On this occasion it was not a question of merely a second opinion. There was the specialist at the Aberdeen sanatorium, the specialist at the Swiss sanatorium, the naval medical board, the officer's own doctor and the Harley Street specialist, all of whom confirmed this diagnosis. As I said earlier, the final operation was only to find out; it was not a fresh diagnosis. The hon. Gentleman says that there were other symptoms which did not point to tuberculosis. There may have been, but I think that one has to be awfully careful about this, because I feel that these other symptoms would perhaps loom now very much larger than they did then—seven years after the original diagnosis.

Medicine in retrospect is always very much easier than at the time when the patient is seen for the first time. I think that we should bear that in mind. We consider that the diagnosis was made in good faith, on reasonable grounds in the circumstances, and that there was no negligence.

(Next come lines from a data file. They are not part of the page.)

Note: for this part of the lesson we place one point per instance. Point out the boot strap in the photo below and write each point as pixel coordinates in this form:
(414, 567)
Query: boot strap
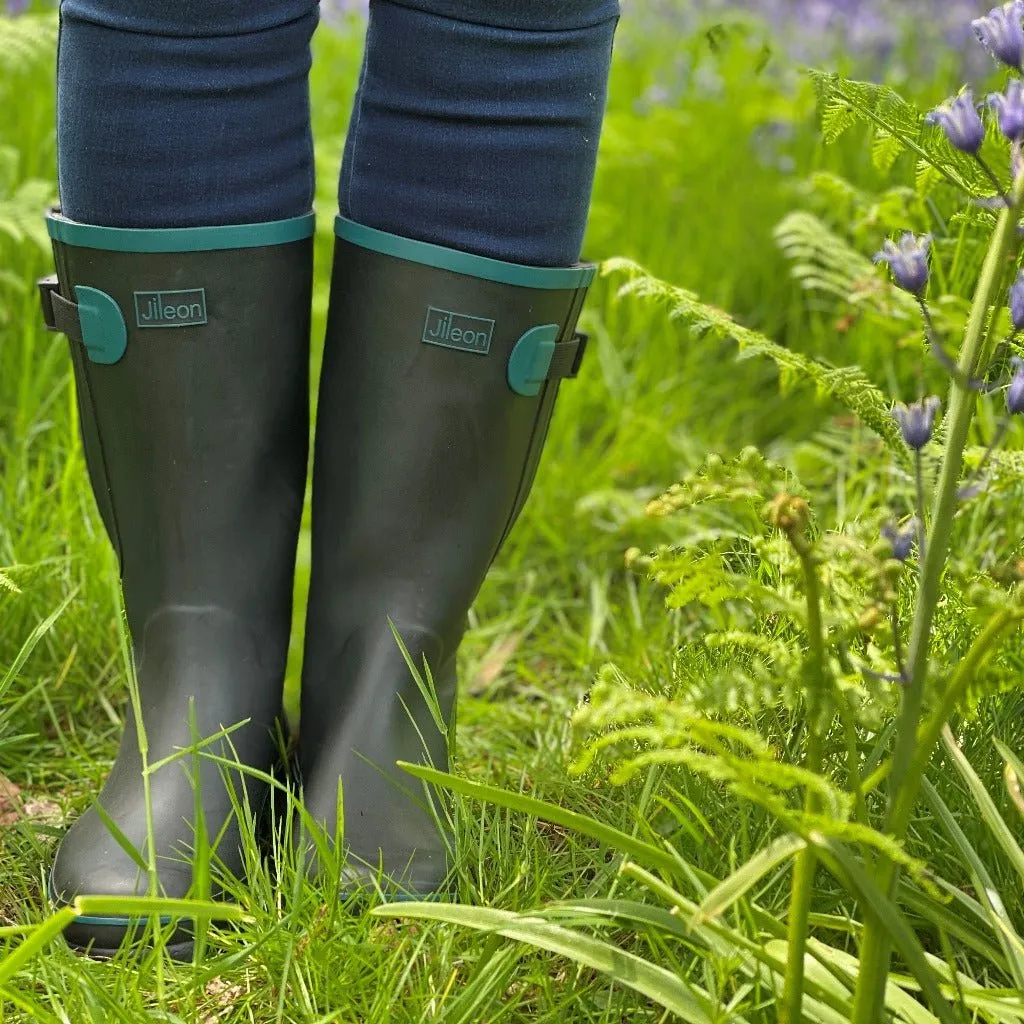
(95, 322)
(567, 356)
(59, 314)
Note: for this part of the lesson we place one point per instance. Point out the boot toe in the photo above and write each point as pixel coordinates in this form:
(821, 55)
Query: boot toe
(89, 862)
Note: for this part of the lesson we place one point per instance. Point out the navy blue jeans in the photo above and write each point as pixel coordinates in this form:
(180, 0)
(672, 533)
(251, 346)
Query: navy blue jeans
(475, 126)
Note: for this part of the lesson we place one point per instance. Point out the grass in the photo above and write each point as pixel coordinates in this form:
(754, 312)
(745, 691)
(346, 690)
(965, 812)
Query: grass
(691, 188)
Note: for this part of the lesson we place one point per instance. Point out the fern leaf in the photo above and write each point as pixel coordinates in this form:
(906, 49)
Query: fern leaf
(848, 385)
(26, 42)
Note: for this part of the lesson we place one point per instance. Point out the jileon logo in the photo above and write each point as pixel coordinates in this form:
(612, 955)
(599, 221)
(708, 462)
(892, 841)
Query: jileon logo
(470, 334)
(181, 308)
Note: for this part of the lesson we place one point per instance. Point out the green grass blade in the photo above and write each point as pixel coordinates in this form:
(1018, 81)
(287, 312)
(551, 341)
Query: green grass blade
(30, 644)
(988, 897)
(1016, 766)
(761, 961)
(625, 968)
(944, 919)
(836, 855)
(989, 812)
(36, 942)
(119, 837)
(586, 825)
(744, 878)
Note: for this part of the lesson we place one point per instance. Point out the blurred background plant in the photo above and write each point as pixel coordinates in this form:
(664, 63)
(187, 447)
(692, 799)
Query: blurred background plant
(730, 173)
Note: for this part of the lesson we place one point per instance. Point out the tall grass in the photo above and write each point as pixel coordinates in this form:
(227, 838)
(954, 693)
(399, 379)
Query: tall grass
(712, 143)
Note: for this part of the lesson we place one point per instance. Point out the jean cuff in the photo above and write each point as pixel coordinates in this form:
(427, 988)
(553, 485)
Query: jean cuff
(526, 15)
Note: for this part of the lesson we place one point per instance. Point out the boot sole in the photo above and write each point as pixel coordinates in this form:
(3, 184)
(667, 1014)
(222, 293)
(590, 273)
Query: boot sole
(178, 951)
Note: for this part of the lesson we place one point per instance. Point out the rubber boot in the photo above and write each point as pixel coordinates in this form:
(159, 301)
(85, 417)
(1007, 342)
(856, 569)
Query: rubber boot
(440, 373)
(190, 356)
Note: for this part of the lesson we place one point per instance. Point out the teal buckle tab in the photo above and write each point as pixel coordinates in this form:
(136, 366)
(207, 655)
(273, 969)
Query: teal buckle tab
(103, 331)
(530, 359)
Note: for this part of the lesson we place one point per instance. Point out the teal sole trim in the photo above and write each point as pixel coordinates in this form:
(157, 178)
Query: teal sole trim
(481, 267)
(119, 922)
(178, 240)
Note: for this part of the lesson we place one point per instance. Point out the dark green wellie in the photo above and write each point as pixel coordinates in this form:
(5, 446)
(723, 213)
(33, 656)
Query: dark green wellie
(190, 356)
(440, 372)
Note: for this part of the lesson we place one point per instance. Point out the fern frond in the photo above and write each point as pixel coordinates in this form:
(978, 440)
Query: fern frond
(848, 385)
(824, 263)
(845, 102)
(27, 41)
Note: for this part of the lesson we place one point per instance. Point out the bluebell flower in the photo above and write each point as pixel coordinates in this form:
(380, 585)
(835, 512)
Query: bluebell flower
(916, 421)
(960, 120)
(908, 261)
(901, 538)
(1001, 34)
(1009, 109)
(1015, 393)
(1017, 302)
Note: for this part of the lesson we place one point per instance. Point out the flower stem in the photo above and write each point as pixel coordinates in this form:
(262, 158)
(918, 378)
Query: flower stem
(791, 1011)
(919, 479)
(904, 783)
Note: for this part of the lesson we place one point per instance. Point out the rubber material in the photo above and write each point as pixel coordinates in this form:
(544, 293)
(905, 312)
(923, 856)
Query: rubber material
(196, 444)
(424, 459)
(478, 267)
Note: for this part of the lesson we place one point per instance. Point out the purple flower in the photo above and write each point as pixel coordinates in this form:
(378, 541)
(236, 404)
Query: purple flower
(1000, 33)
(908, 261)
(1015, 393)
(960, 120)
(1009, 108)
(915, 421)
(901, 538)
(1017, 302)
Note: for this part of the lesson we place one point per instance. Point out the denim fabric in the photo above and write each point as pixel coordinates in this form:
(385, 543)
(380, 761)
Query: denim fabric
(475, 136)
(183, 113)
(538, 15)
(475, 126)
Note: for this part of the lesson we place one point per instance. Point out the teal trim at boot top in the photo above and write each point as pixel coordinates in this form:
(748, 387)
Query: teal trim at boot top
(190, 355)
(481, 267)
(178, 240)
(440, 373)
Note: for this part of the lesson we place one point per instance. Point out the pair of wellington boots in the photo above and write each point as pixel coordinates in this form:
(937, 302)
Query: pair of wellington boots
(190, 358)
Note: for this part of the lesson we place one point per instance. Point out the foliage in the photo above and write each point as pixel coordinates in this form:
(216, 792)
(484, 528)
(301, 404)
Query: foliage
(635, 776)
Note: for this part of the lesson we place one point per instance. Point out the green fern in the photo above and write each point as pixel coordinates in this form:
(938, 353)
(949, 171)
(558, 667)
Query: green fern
(847, 385)
(26, 42)
(899, 127)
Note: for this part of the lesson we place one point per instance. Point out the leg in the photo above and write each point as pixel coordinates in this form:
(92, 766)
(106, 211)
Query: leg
(189, 339)
(464, 194)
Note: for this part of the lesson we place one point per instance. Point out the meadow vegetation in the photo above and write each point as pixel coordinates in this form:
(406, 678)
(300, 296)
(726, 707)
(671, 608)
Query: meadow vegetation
(683, 721)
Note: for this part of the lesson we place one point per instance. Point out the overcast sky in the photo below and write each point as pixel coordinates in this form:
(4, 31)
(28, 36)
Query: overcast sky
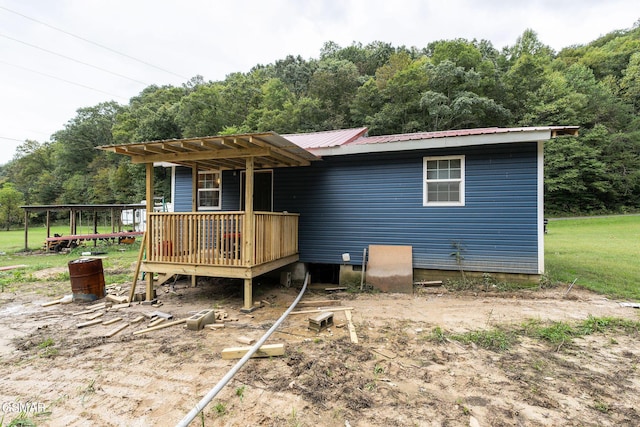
(51, 64)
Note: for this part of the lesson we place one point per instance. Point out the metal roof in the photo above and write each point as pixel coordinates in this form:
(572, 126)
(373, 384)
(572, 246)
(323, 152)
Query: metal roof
(269, 150)
(441, 139)
(556, 130)
(331, 138)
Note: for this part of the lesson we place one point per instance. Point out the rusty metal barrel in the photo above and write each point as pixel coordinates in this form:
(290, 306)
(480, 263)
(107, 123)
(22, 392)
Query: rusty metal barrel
(87, 279)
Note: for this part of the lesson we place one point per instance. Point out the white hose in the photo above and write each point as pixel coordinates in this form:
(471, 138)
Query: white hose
(215, 390)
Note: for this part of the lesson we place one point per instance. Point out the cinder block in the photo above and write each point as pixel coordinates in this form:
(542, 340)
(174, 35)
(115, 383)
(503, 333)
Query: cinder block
(321, 321)
(200, 319)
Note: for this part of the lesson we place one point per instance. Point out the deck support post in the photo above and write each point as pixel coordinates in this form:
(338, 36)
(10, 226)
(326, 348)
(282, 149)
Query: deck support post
(248, 296)
(248, 234)
(149, 209)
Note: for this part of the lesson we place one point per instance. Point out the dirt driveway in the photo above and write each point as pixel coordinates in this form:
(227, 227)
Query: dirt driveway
(397, 375)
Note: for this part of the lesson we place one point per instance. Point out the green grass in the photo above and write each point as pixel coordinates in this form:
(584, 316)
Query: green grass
(602, 253)
(13, 240)
(118, 261)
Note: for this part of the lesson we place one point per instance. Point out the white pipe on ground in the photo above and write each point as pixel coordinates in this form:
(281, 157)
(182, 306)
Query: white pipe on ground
(215, 390)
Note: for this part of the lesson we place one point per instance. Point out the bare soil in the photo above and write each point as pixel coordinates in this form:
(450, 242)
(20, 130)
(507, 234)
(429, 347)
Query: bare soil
(395, 376)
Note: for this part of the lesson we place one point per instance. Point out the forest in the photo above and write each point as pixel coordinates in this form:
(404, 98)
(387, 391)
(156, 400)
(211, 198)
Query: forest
(449, 84)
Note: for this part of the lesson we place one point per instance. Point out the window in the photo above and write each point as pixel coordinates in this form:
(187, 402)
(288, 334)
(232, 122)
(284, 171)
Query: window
(209, 188)
(443, 181)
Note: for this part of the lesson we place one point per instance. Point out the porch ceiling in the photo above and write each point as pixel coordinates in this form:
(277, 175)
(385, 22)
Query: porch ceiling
(269, 150)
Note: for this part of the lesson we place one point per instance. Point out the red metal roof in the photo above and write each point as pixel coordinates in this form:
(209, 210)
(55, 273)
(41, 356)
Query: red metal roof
(351, 137)
(456, 133)
(325, 139)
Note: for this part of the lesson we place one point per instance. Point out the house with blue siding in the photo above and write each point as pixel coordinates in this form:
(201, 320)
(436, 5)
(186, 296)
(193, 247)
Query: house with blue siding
(462, 199)
(479, 191)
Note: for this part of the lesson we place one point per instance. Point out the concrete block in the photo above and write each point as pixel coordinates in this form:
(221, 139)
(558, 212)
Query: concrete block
(321, 321)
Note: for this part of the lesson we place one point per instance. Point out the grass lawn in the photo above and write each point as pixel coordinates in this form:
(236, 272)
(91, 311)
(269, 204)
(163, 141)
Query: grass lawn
(118, 261)
(601, 252)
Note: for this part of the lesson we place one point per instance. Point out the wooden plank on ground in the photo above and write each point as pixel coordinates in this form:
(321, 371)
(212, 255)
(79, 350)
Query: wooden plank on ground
(164, 325)
(117, 299)
(352, 329)
(112, 321)
(12, 267)
(89, 323)
(319, 310)
(119, 306)
(319, 303)
(95, 315)
(115, 330)
(267, 350)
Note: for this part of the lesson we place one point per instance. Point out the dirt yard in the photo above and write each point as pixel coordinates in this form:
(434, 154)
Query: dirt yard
(398, 374)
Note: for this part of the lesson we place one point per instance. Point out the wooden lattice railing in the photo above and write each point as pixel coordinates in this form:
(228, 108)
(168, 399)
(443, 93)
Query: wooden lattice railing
(216, 239)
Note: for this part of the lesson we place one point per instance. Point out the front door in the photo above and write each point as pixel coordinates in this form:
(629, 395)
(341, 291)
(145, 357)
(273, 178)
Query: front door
(262, 191)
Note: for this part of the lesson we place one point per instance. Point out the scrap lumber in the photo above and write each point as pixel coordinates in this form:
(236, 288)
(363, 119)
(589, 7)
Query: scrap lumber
(245, 340)
(97, 306)
(428, 283)
(112, 321)
(115, 330)
(95, 315)
(267, 350)
(64, 300)
(200, 319)
(12, 267)
(352, 329)
(50, 303)
(215, 326)
(164, 325)
(143, 245)
(320, 303)
(89, 323)
(322, 309)
(162, 314)
(117, 299)
(630, 304)
(157, 322)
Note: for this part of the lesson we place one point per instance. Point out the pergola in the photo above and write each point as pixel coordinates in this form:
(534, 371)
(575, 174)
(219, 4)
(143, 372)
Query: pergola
(233, 152)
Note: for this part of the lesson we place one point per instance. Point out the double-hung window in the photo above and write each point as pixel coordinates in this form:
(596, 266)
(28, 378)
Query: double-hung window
(209, 190)
(443, 181)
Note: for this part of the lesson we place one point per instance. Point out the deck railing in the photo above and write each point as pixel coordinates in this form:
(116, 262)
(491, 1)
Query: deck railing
(216, 239)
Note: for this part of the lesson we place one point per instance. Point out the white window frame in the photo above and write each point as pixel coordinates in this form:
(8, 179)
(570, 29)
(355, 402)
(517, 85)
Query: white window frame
(218, 189)
(461, 181)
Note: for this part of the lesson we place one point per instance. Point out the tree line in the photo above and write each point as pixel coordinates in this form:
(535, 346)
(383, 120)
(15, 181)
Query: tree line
(449, 84)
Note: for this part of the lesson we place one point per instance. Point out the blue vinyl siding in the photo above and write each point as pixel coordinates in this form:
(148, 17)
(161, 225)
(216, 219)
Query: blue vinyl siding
(347, 203)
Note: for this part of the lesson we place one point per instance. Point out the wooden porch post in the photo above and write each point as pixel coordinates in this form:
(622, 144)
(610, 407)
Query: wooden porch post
(194, 205)
(48, 223)
(26, 230)
(248, 233)
(194, 188)
(149, 206)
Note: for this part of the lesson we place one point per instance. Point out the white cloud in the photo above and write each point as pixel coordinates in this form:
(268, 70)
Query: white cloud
(215, 38)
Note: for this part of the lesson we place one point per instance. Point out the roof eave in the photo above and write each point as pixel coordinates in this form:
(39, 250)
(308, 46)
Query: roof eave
(528, 135)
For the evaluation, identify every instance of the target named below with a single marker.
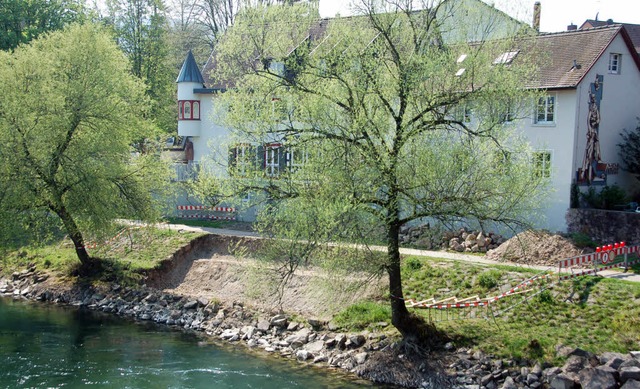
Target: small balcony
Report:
(186, 171)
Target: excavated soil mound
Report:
(535, 248)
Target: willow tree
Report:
(396, 116)
(69, 114)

I do not think that I need refer very fully to the legal position. The hon. Gentleman mentioned it, and I think that one has to bear in mind the legal position, because he said that Miss MacMichael had not intended to take legal proceedings, but that does not get away from the fact that she would have been bound by the Crown Proceedings Act, 1947, and the original Limitation Act, 1939, and since then by the Law Reform (Limitations of Actions &c.) Act, 1954. I think that, in spite of what the hon. Gentleman said, the House would agree that it clearly would be wrong "to try to set aside"—these are the words of the First Lord to the hon. Member— such recent legislation by administrative action except in the most exceptional circumstances. I am afraid that we are unable to make a ex gratia payment for the reasons which I have given. I am extremely sorry that this young lady had to go through that experience through no fault of her own and no fault of anyone else. I think that we should be making a very grave error if we confused an honest mistake with negligence. She has our sympathy and good wishes for a happy life in good health.

Adjourned accordingly at two minutes to Ten o'clock.